На экзамене, для которого почему-то выделили зал в подвале огромного жилого дома композиторов на Миусской площади, все как на будущих политических процессах. Каждый ученик исполняет свой репертуар. И сразу дробь социологических терминов. Слова об идейной чистоте. О формалистических вывертах под влиянием разлагающего (уже разложившегося?) буржуазного искусства. О борьбе за незыблемость эстетических основ (чьих?). Да, мы не боимся этих слов – «каноны красоты». Они оказываются под угрозой благодаря внушаемому с самого раннего и беззащитного в идеологическом отношении возраста вольнодумству и внутренней независимости в искусстве.
Коронная речь Михаила Фабиановича Гнесина: «Советские дети должны выражать в искусстве не индивидуалистические пережитки, но то содержание, которое им укажут руководители нашей партии».
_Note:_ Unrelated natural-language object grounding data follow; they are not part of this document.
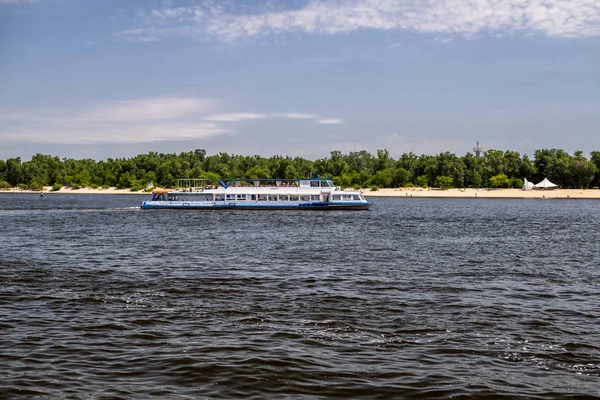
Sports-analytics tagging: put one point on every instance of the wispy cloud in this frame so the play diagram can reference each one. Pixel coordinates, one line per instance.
(243, 116)
(234, 117)
(129, 121)
(297, 115)
(230, 22)
(330, 121)
(149, 109)
(17, 1)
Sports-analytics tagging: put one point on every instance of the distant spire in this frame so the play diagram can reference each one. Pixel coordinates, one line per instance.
(478, 150)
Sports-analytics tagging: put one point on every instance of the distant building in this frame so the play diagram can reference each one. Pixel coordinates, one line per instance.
(477, 150)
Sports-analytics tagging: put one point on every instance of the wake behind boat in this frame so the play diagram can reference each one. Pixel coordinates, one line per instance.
(262, 194)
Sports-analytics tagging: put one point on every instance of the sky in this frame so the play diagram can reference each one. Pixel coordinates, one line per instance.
(116, 78)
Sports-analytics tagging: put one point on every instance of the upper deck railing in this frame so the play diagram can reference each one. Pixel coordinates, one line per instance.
(203, 184)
В этом же угрюмом подвале спустя пятнадцать лет будет отмечаться шестидесятилетие другого Прокофьева – Сергея. Полупустой зал. Радиофицированный специально для того, чтобы передать слова то ли захворавшего, то ли не захотевшего прийти на вечер композитора. В юбилейном концерте принимали участие только два музыканта – Нина Дорлиак и Святослав Рихтер (исполняли сюиту «Петя и Волк»). Других желающих не нашлось.
После полного «методического» разгрома экспериментальной лаборатории Григория Прокофьева родителям учеников предложили перевести детей в Гнесинскую школу. С повышением! На два класса! «Если бы при его способностях ваш ребенок оказался в настоящих руках!» Разгромы неугодных партии, прежде всего формалистов, всегда превосходно оплачивались. Существовавшее с 1895 года семейное учебное заведение (сколько их было в Москве!) в 1944-м доросло до ранга института, в 1990-х – до академии.
В словаре «Кто писал о музыке», изданном в 1974 году, они окажутся рядом в одном томе: ученица лаборатории и Учитель. Биографические справки. Перечень трудов. Но в статье об ученице не будет назван Учитель, как она того ни добивалась. В статье об Учителе ничего не будет сказано о единственной в своем роде школе фортепианной игры. Метод профессора Прокофьева, теория Прокофьева – о них перешептывались профессионалы и громко говорили за рубежом. А между тем это была такая же величина, как Станиславский в театре, как Павел Чистяков в живописи.
Станиславскому посчастливилось. В условиях режима его система приобрела официальный статус. Чистякову и Григорию Прокофьеву – нет, при почти полном совпадении их человеческих судеб. Оба начинали со студенческих лавров, преподавания в Академии художеств и Московской консерватории и закончили исключением из официальной когорты с тем же иезуитским приговором – казнью молчанием. Одного намека на нее достаточно, чтобы коллеги перестали упоминать имя в разговорах, авторы – дабы не вступать в конфликт с издательствами – изъяли из рукописей, ученики… но о них все давно сказало Евангелие.